Now let’s look at an efficient sale.

You price the property at $304,900 and accept the same $300,000 as above only this time it sells in 1 month because it was priced accurately.

 

$300,000 Sale Price

-          1,200 minus 1 mortgage payment

-             583 minus 1 months real estate taxes

           50 minus 1 month’s insurance

$298,167

 

It costs $1,833 to sell in one month.

 

 

Compare the two different scenarios with the only difference bring that of time. Both accepted the same $300,000.

$285,334. Net after marketing for 8 months or

$298,167. Net in one just month

$12,833.  INCREASE IN MONEY TO THE SELLER BY SELLING THE 

                PROPERTY MORE EFFIECENTLY AND IN LESS TIME

 

This is a savings of almost thirteen thousand dollars, simply by not testing the market and selling the property more efficiently. Seven months time and $13,000 more in your pocket by not playing the all too tempting “test the market” game!
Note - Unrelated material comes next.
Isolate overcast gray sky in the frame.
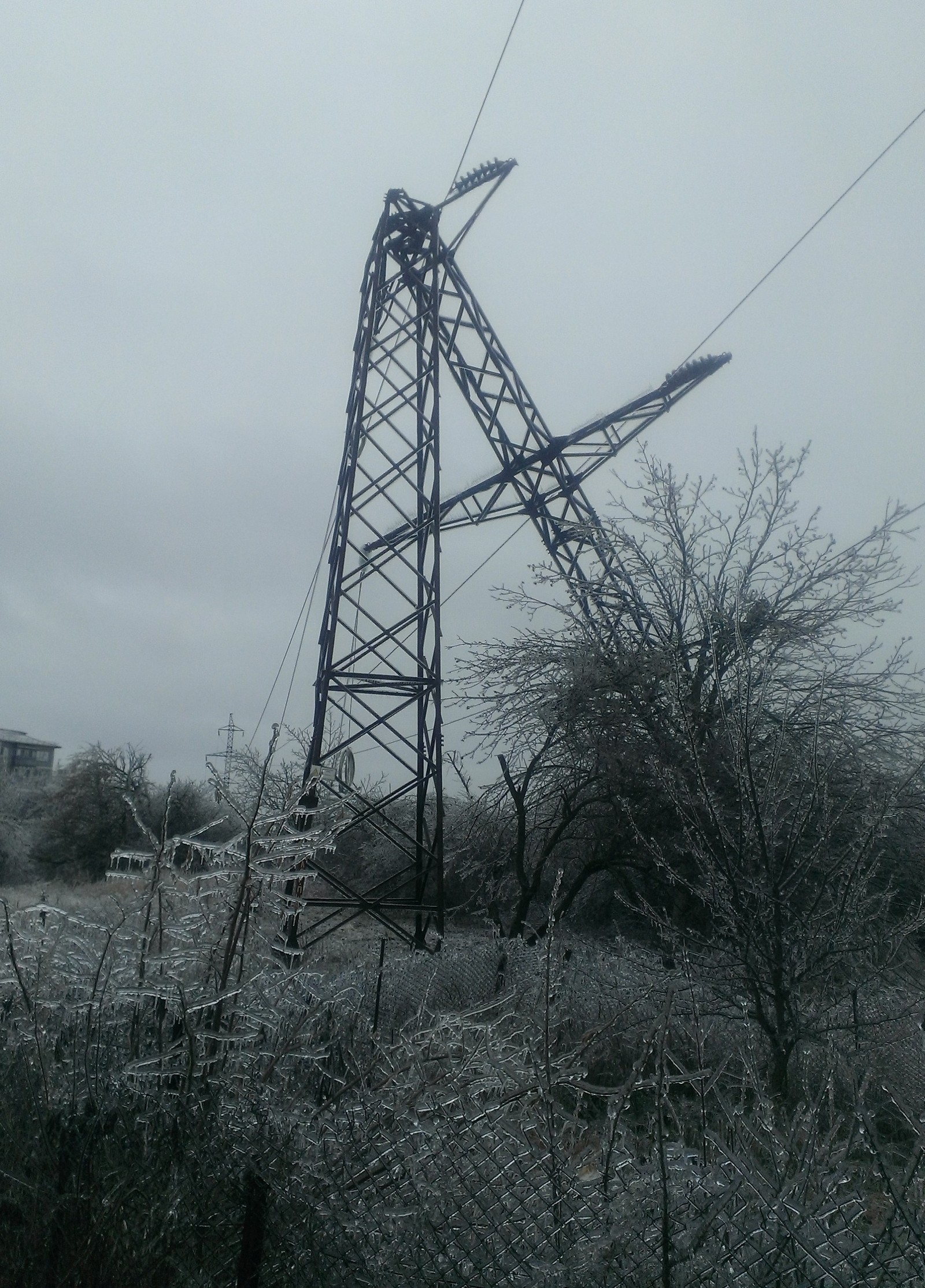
[0,0,925,777]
In my new book REAL ESTATE 3.0 HOW TO USE THE INTERNET TO SELL YOUR REAL ESTATE AND SAVE THOUSANDS OF DOLLARS IN COMMISSIONS.  I explain many of the changes and conflicts of interests that take place and have a negative impact on the sellers of real estate and how so many Realtors are actually counterproductive and harmful to the Seller’s cause.
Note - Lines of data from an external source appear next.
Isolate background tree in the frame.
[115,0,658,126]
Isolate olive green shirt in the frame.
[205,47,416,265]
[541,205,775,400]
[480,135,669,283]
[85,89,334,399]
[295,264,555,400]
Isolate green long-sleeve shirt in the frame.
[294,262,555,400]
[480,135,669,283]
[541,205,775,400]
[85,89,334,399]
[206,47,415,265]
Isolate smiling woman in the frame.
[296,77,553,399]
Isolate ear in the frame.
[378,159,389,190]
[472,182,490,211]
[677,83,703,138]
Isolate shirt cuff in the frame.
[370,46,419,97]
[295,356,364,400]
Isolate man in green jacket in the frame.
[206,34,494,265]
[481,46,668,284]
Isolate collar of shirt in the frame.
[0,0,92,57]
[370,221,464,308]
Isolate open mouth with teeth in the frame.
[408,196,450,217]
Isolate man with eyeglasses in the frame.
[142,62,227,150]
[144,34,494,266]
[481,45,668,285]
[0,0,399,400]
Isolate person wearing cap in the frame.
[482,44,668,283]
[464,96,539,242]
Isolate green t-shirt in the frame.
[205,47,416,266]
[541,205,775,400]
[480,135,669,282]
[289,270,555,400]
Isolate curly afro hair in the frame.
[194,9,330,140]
I have more than 25 years experience in the Real Estate Industry as a Broker, Builder, Developer and Investor. I have bought and sold many, many properties directly without the use of MLS or listing Realtors. In fact I have sold entire communities with very little involvement from the Realtor community and I can show you how to use the Internet to sell your property without wasting your money on a listing real estate agent.
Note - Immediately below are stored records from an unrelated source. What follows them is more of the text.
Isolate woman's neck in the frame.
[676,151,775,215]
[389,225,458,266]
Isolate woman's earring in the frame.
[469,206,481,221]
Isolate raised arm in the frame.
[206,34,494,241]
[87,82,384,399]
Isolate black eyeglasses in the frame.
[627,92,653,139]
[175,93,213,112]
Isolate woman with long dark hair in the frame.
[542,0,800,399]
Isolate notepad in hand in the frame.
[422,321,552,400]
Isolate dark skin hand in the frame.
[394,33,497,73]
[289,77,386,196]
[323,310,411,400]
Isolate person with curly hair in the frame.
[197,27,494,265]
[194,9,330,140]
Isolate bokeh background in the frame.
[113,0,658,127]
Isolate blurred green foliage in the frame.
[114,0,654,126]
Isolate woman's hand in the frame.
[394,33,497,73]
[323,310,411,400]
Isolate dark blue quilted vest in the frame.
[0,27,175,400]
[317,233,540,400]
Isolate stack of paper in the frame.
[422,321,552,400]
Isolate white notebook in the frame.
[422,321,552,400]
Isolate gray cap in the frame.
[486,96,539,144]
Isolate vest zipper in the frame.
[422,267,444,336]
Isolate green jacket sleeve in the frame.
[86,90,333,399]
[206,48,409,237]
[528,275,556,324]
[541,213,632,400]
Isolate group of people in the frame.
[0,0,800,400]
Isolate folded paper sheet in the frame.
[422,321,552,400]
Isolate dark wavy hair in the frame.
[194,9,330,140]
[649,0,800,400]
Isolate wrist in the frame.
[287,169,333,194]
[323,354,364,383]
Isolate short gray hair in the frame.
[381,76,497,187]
Sellers can now replace the negative outdated services of listing Realtors with the Internet. I will show you how to work directly with buyers and cooperate with the type of Realtors that are entirely worthwhile, the buyer’s agents. My 12 PRINCIPLES FOR SUCCESSFUL ONLINE REAL ESTATE SELLING is available for free online at http://www.AskJamesJoseph.com so be sure to get your free copy.

My mission is to show people how to easily use the Internet to sell their own property all the while saving tons of money by performing some very simple steps which will get your real estate seen and sold.

 

 

 

 

 

 


Real Estate Internet Marketing principle #1 Be Brave and Set the Price – The Seller Always Has

April 1, 2009

Don’t be afraid! Most Sellers know exactly what their property is worth, especially the sellers of owner-occupied properties. Long before the Internet, most sellers were aware of what’s going on around the area and what’s been sold and for how much. Sellers usually know the area property history better than most realtors.
Now with the Internet, it is so easy to pull up your area and see where your property fits into the local marketplace. Sites such as www.googlebase.com, www.trulia.com and www.Realtor.com have everything most people need to use for comparable properties.
Be careful not to use automatic price values that are available on many of the Internet sites. Sites such Zillow publish what they refer to as a Zestimate of value but these values can range by a ridiculous amount of money, often ($200,000.) several hundred thousand dollars and more.
If you actually are unsure of where you property fits into the market, simply review the information on the Internet about what is for sale and what has recently sold in your particular area for similar properties. Where you fit into the local market is actually the key to the pricing process. Separate the other properties into two categories: 1) the properties that are just a little better than yours; and 2) the properties that are not quite as good as yours. Your property is in between these two groups and so should your price.
Yes there are exceptions to this and every rule but almost always a quick look at similar properties that are for sale and similar ones that have sold recently and it will be fairly easy to figure out the pricing.